Developers
are planning to use Web development and scripting or dynamic languages
more than traditional procedural languages over the next 18 months,
according to a recent survey conducted by Ziff Davis Enteprise.
The survey, conducted in November, showed that the majority of
developers – nearly 14 percent – surveyed said they plan to begin using
AJAX (Asynchronous JavaScript and X M L) in the next 18 months.
Meanwhile, the second most mentioned language developers said they
plan to use in the next 18 months is JavaScript, cited by nearly 10
percent of respondents.
Microsoft’s ASP.NET, another popular Web development technology,
came in fourth, with just over 8 percent of developers saying they
planned to begin using it. However, the combined category of T-SQL,
PL-SQL and other SQL flavors ranked third among respondents – at 9
percent.
Rounding out the top 12 languages or technologies
cited were C#, Ruby, Java, VB.Net, PHP, Model Driven Architecture,
Python and C/C++. Yet AJAX garnered nearly twice as much interest than
C#, the highest ranking of the bottom eight languages. Only about 7
percent of developers surveyed said they plan to begin using C#.

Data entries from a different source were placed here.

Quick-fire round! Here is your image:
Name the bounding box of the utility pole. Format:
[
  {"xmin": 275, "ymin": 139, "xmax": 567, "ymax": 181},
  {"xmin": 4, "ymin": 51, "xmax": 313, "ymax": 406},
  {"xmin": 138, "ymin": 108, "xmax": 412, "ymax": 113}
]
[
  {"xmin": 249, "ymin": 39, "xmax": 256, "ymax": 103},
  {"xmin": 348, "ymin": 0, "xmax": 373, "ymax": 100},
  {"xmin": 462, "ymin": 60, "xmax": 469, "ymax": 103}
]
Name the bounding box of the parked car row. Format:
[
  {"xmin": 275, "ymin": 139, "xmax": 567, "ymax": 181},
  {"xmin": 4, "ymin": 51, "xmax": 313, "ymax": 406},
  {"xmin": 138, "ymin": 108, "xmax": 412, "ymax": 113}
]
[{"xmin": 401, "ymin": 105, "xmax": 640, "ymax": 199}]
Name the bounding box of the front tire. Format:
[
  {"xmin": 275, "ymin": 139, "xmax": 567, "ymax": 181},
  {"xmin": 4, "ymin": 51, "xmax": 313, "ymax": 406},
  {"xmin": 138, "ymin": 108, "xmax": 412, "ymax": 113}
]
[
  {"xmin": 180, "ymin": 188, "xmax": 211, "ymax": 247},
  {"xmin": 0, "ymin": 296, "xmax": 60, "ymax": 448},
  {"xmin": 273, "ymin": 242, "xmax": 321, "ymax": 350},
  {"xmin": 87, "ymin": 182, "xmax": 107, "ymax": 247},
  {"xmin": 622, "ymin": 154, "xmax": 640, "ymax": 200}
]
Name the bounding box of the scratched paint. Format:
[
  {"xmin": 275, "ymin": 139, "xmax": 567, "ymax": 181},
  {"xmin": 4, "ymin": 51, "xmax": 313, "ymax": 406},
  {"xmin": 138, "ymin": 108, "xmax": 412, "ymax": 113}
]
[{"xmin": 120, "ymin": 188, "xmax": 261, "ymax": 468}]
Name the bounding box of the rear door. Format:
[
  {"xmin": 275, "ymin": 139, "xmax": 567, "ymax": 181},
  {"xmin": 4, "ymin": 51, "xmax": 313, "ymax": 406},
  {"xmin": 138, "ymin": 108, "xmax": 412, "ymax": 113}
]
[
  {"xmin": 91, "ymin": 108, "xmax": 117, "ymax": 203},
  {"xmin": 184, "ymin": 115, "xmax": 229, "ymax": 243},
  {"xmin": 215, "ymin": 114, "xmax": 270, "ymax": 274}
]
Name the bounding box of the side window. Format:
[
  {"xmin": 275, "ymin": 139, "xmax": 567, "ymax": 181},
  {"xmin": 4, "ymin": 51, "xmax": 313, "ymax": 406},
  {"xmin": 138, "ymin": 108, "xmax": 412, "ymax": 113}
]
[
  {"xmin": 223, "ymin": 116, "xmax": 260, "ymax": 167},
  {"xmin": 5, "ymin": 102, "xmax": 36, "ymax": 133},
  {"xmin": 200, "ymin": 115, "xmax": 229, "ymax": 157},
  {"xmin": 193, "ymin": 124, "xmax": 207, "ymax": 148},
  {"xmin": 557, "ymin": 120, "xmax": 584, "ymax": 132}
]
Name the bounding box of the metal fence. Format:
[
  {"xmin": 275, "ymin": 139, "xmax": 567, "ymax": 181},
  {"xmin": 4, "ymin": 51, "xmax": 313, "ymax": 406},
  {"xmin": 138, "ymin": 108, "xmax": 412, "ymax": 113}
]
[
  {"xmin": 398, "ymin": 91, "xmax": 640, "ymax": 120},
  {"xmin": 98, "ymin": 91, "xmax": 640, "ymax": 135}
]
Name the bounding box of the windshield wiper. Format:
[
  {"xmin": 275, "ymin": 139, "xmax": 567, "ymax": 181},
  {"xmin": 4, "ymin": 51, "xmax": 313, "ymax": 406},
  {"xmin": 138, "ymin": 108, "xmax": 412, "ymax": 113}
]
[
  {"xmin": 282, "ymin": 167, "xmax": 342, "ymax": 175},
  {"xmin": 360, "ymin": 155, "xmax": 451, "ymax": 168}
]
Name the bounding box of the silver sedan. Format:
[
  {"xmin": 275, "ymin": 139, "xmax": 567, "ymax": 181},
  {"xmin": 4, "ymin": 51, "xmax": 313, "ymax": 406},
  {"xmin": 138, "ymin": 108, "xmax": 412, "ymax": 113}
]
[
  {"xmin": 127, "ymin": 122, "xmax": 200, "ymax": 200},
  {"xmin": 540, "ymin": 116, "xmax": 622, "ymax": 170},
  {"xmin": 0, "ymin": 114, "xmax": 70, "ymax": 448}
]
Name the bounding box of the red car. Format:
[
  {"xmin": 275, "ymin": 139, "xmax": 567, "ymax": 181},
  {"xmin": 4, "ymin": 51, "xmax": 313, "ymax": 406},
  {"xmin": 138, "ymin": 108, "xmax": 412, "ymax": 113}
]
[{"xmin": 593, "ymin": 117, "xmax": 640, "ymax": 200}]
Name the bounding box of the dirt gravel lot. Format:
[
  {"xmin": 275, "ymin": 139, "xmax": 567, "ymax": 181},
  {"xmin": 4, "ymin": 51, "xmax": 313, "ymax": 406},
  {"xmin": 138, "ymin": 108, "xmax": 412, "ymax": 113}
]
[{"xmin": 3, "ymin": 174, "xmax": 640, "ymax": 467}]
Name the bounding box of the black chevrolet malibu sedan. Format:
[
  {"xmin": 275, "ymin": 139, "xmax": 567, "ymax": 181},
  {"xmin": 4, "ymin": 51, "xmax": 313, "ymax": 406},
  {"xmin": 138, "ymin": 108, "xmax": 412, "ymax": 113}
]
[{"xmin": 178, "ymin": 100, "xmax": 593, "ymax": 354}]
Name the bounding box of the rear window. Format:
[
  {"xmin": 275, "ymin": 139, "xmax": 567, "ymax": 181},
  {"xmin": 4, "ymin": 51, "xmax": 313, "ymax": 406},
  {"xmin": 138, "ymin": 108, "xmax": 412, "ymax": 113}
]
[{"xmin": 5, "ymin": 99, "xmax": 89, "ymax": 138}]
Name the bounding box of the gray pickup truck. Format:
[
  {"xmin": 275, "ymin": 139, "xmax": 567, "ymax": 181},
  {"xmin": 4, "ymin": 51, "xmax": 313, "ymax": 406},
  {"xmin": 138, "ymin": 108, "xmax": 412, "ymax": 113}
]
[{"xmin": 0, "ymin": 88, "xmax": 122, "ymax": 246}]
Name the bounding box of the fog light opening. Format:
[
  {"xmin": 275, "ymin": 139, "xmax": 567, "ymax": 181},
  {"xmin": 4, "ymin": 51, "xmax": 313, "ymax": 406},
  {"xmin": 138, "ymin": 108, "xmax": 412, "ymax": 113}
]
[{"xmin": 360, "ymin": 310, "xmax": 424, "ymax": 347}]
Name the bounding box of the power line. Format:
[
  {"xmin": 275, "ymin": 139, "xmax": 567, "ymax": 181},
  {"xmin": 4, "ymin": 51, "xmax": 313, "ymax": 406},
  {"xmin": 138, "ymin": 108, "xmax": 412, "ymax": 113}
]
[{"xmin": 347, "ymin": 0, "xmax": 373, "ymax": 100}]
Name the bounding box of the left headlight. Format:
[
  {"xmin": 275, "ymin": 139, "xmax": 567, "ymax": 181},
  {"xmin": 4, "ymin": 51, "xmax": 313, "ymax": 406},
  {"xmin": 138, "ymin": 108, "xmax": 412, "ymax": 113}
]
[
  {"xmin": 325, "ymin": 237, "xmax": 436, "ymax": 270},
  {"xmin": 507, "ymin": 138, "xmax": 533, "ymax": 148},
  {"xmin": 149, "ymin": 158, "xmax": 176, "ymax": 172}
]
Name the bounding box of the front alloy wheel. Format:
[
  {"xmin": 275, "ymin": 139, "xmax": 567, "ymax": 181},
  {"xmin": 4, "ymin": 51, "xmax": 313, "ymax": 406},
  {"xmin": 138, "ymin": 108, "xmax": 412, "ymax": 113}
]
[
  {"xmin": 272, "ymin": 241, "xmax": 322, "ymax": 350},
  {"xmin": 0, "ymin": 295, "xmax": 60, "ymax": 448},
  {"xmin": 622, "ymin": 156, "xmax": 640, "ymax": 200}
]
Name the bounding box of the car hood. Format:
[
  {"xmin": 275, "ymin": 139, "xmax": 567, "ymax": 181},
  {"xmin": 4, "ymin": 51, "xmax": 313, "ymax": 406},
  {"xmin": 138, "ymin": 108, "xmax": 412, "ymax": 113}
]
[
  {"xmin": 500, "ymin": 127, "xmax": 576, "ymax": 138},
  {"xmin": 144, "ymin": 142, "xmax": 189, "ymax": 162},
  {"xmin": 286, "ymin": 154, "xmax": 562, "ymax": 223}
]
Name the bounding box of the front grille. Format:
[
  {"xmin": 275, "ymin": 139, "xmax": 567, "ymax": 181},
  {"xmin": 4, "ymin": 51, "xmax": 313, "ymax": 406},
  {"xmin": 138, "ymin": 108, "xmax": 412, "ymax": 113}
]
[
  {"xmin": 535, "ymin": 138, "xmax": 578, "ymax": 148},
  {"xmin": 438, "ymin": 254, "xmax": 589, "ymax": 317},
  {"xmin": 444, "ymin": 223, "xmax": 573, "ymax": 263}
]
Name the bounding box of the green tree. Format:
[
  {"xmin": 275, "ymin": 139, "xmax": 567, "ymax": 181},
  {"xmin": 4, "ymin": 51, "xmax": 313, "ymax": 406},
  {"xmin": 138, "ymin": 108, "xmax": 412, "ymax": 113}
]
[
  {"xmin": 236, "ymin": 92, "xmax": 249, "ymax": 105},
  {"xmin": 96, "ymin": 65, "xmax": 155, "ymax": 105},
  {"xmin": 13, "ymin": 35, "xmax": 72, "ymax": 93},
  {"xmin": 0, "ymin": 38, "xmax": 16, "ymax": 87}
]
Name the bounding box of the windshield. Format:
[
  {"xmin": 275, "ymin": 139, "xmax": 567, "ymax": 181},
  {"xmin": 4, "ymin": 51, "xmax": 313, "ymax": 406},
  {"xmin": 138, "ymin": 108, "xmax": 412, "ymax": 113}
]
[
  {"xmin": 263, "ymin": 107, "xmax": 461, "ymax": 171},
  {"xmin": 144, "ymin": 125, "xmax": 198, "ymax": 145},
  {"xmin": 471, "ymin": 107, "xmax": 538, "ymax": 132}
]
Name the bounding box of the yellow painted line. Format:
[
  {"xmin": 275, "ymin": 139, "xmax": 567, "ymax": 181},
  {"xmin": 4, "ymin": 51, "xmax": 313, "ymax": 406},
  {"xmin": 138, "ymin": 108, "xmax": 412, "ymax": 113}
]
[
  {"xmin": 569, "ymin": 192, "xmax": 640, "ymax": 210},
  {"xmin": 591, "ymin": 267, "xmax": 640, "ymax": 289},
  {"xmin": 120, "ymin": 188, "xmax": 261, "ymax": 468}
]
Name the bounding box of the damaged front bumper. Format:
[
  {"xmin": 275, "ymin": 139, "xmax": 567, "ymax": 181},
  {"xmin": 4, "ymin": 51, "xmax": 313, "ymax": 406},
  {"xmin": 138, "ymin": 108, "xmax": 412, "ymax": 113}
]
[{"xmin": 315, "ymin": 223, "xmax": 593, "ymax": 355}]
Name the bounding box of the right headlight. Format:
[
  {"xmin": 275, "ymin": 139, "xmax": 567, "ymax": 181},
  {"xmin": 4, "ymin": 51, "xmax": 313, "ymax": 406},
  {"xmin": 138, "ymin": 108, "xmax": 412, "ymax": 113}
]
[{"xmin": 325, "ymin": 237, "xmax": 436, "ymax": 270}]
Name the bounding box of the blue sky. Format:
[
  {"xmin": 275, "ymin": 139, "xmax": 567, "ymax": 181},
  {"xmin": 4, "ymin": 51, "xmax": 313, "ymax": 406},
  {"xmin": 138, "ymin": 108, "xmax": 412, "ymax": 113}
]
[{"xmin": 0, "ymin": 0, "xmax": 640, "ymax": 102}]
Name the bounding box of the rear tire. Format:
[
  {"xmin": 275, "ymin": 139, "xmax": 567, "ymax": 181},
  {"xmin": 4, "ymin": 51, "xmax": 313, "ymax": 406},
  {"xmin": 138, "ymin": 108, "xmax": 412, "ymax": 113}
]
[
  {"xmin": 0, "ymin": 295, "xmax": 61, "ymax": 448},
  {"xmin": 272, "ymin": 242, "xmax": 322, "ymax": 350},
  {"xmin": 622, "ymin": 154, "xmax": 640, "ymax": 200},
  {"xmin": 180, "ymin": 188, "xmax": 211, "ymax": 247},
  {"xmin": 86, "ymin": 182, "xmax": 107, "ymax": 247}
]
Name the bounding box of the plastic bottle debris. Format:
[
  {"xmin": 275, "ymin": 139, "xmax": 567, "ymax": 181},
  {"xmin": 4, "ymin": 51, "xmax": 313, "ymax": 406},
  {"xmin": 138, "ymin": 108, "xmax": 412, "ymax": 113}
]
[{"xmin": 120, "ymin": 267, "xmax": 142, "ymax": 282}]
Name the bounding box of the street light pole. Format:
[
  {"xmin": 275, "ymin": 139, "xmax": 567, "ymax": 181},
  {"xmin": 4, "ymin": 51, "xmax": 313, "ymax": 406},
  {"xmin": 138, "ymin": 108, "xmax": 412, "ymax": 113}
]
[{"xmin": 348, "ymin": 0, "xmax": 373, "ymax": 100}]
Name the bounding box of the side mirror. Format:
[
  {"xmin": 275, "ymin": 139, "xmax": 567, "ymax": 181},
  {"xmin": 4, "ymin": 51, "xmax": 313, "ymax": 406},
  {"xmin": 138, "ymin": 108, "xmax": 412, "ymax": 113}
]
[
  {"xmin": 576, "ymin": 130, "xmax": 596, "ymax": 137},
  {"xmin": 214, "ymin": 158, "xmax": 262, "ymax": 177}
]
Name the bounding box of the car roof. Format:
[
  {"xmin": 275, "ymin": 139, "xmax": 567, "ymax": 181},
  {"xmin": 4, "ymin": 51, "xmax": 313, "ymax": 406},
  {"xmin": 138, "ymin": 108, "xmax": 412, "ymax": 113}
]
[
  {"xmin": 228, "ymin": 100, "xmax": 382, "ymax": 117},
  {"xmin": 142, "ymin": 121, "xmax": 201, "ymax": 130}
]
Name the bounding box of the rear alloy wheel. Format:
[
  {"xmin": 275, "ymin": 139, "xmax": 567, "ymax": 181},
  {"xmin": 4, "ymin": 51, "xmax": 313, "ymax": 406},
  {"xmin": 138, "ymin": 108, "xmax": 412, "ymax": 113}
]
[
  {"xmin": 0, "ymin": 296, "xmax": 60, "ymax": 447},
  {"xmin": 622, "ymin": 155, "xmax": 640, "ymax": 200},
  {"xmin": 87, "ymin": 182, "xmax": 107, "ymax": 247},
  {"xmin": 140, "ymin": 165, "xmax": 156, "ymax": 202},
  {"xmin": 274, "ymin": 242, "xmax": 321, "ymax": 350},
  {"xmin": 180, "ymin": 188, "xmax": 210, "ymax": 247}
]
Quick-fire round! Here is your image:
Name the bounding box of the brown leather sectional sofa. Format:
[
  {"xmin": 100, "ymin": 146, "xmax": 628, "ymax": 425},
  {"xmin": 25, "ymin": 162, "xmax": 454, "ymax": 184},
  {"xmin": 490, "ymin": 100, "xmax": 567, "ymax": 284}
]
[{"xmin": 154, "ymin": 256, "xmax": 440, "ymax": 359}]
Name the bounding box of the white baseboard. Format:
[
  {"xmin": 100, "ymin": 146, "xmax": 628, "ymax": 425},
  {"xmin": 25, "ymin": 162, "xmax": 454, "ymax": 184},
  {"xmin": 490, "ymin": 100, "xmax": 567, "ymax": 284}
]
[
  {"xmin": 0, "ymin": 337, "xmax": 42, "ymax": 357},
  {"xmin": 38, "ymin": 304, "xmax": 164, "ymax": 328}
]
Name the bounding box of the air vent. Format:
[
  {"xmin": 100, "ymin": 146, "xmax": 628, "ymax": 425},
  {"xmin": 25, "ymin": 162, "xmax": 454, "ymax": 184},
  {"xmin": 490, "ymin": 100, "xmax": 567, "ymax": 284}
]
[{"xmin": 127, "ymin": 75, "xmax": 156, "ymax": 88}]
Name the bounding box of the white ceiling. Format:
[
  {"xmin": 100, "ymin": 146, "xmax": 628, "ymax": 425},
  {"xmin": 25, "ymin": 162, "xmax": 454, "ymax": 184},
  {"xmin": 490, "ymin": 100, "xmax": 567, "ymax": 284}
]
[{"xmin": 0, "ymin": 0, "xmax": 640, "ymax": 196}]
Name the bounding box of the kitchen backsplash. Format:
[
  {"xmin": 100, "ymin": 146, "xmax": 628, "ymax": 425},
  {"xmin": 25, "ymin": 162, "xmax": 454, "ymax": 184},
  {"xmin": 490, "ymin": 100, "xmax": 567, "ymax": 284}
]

However, noting the push toward more use of Web development
technologies and dynamic languages is one thing; getting to the why is
another.
“It has a lot to do with the fact that AJAX and JavaScript is the
universal meeting ground for Web development,” said John Resig, the
creator of jQuery, an open-source JavaScript library. “It doesn't
matter if you're using ASP.NET, Ruby, Perl, or PHP, if you need to make
your page interactive in a standards-based, accessible way, you turn to
JavaScript.”
Resig said that as developers turn to developing their next
applications, “they realize that using the Web as a platform is both
easier to deploy and distribute from. When the ability to distribute an
application is so easy – as simple as viewing it in a Web browser – and
the ease of pushing new updates becomes possible – as easy as flipping
a switch on the server – the desktop as a deployment platform looks
rather paltry.”
Ben Galbraith, co-founder of Ajaxian.com and a software architect and developer,
said, “While the server side of the Web environment continues to be
populated by a diverse community of programming platforms, the client
side is largely limited to AJAX, so it's going to show up as a much
more popular platform. No matter what your back-end is, if you're
writing Web applications, you've got to know AJAX.”